My suggestion is: use a Ghostscript commandline. Because ImageMagick uses Ghostscript anyway, in the background (the technical IM term for this is: Ghostscript is a "delegate" for some of the conversions, such as PDF->TIFF).
Here is a commandline that should work well for letter-sized pages of a multi-page PDF file:
gswin32c.exe ^
-o page_%03d.tif ^
-sDEVICE=tiffg4 ^
-r720x720 ^
-g6120x7920 ^
input.pdf
The -g...
parameter controls the absolute width+height of the output pages using 'device points'... (and with 6120x7920 at 720dpi this happens to be letter-sized).
These TIFF pages...
- ...will be black+white,
- ...will have a resolution of 720dpi,
- ...will be G4-compressed and
- ...will be much smaller than your un-compressed 300dpi from the IM commandline
Your IM parameter of -depth 8
isn't suited to give good results from the p.o.v. of later OCR, since it will create shades of gray around letters which don't help with this.

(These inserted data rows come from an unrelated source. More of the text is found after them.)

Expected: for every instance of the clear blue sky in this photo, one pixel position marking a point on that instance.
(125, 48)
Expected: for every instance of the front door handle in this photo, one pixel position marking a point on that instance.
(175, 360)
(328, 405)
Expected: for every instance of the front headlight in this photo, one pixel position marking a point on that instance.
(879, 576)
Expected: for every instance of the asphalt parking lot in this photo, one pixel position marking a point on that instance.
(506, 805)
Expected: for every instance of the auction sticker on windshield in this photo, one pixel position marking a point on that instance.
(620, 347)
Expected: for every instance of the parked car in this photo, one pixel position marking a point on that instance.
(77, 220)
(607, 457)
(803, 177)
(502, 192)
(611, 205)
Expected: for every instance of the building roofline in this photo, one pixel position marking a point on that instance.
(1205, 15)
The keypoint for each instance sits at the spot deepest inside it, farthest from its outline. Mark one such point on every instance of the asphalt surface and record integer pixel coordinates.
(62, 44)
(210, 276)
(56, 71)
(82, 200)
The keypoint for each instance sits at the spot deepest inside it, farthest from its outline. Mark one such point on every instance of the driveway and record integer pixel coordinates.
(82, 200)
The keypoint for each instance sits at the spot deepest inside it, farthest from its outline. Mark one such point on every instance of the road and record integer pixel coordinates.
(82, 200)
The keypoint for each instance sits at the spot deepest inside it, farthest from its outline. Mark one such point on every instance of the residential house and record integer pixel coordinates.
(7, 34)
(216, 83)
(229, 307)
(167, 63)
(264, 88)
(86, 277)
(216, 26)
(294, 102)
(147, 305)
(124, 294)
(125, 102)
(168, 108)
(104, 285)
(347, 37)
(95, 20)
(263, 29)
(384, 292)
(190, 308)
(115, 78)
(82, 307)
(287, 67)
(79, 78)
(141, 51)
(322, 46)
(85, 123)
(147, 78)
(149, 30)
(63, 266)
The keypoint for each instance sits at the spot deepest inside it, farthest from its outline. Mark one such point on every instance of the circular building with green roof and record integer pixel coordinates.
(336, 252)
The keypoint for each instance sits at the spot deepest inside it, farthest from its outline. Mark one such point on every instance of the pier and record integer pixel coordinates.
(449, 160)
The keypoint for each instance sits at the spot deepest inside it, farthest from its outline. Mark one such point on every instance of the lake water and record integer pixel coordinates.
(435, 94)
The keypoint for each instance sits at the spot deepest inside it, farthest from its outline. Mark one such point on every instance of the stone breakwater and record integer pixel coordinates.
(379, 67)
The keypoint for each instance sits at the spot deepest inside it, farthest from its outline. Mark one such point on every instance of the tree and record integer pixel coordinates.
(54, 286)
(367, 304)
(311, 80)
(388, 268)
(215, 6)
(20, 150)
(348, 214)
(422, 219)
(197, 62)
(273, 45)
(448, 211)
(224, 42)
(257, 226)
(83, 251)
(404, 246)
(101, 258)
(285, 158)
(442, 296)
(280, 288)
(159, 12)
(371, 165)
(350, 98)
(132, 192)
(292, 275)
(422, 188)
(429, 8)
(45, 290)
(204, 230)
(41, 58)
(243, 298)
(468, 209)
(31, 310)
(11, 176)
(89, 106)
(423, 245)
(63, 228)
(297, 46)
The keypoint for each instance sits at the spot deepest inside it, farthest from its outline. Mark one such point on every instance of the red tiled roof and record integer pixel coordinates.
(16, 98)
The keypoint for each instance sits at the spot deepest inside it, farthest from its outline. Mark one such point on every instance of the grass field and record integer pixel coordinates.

Your OCR results should now be much better than before.
If your OCR can't handle TIFF G4 format (which I doubt), then you could generate other TIFF subformats with the help of Ghostscript. For example:
gswin32c.exe ^
-o page_%03d.tif ^
-sDEVICE=tiffgray ^
-r720x720 ^
-g6120x7920 ^
-sCompression=lzw ^
input.pdf
.
gswin32c.exe ^
-o page_%03d.tif ^
-sDEVICE=tiff24nc ^
-r720x720 ^
-g6120x7920 ^
-sCompression=lzw ^
input.pdf
The tiffgray
device creates 8-bit gray output. The tiff24nc
device creates 8-bit RGB color output. Both types of TIFF will of course be bigger than the tiffg4
output.